NASDAQ · Technology
$222.82 at scoring
A compute monopoly priced for what it is.
NVIDIA owns the AI infrastructure layer with CUDA locking in every frontier model and Blackwell extending the roadmap another two years ahead of competition. The 64% operating margin and $119B free cash flow confirm this is software economics wrapped in silicon. The risk is not technical but cyclical: hyperscaler capex runs in waves, and the current build-out eventually matures into a replacement cycle with lower unit growth. Customer concentration among four cloud providers and geopolitical exposure to China and Taiwan are the only structural vulnerabilities in an otherwise flawless business model.

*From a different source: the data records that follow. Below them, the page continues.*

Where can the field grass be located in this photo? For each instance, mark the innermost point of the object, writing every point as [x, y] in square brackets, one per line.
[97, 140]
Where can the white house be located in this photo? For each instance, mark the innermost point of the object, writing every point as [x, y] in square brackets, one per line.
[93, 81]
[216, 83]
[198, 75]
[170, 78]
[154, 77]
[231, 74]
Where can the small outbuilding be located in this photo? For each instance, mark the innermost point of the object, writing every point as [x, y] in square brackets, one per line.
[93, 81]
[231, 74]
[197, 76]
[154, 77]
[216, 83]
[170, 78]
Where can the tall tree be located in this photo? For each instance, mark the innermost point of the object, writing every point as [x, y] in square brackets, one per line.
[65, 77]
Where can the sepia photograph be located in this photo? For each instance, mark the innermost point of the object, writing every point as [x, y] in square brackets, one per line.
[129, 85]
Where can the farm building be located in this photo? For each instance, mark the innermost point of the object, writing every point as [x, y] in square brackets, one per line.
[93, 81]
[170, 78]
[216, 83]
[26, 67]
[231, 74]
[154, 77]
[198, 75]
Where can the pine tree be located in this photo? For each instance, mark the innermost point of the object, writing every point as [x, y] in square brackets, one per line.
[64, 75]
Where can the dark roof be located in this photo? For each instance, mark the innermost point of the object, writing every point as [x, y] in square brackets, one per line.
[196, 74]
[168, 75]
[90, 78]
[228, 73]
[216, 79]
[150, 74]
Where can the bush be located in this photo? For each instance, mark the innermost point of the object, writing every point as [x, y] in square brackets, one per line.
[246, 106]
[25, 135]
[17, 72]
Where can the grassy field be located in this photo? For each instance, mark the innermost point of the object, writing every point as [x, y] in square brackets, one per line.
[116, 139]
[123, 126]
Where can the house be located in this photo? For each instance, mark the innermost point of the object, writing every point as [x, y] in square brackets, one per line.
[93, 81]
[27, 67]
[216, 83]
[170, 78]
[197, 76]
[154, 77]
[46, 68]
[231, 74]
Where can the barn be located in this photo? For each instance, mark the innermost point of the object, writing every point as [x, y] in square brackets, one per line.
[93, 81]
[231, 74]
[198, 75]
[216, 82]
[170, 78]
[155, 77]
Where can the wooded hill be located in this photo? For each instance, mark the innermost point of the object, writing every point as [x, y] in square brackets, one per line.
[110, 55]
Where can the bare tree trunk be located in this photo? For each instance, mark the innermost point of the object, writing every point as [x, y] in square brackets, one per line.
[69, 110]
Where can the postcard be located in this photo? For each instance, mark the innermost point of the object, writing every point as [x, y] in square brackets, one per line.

The hype is loud. The fundamentals are louder.
14 dimensions, as scored.
Balance Sheet
Net cash position of $73B with negligible leverage and FCF equal to 22% of market cap makes this fortress-grade.
Cash Flow
Free cash flow of $119B on a $5.4T market cap is textbook software-like economics from a hardware company.
Revenue Growth
Growth is decelerating from triple-digit rates as the law of large numbers and datacenter buildout cyclicality assert themselves.
Operating Margins
Operating margin of 64% is unprecedented for semiconductors and reflects CUDA lock-in plus monopoly-grade pricing power.
Scalability
Software defines the hardware economics here—each chip sold pulls through high-margin recurring compute subscriptions and enterprise licensing.
Economic Moat
CUDA is a two-decade head start that competitors cannot replicate, turning every AI workload into an NVIDIA dependency.
Pricing Power
Customers line up for allocation and accept multi-quarter lead times at rising ASPs because no alternative exists for frontier AI training.
Innovation
Blackwell shipped before Hopper matured, and the roadmap extends three generations out with architectural moats widening each cycle.
Leadership
Jensen Huang has run the company since 1993, owns billions in stock, and orchestrated the pivot from gaming to AI compute years before the market noticed.
Capital Allocation
Buybacks have been disciplined and timed well, though the company has yet to face a real test of capital allocation in a downturn.
Secular Trend
AI compute is the defining infrastructure build of the decade, and NVIDIA is the sole provider of the tools that make large language models possible.
Geopolitical Risk
Heavy revenue exposure to China and Taiwan supply chain creates meaningful regulatory and manufacturing risk despite geographic customer diversity.
Customer Concentration
Hyperscalers and cloud providers represent the majority of datacenter revenue, with the top four customers likely exceeding 40% of sales.
Valuation Risk
A trailing P/E of 34 on 74% gross margins with $119B in free cash flow is cheap if AI infrastructure spend sustains—expensive if it plateaus.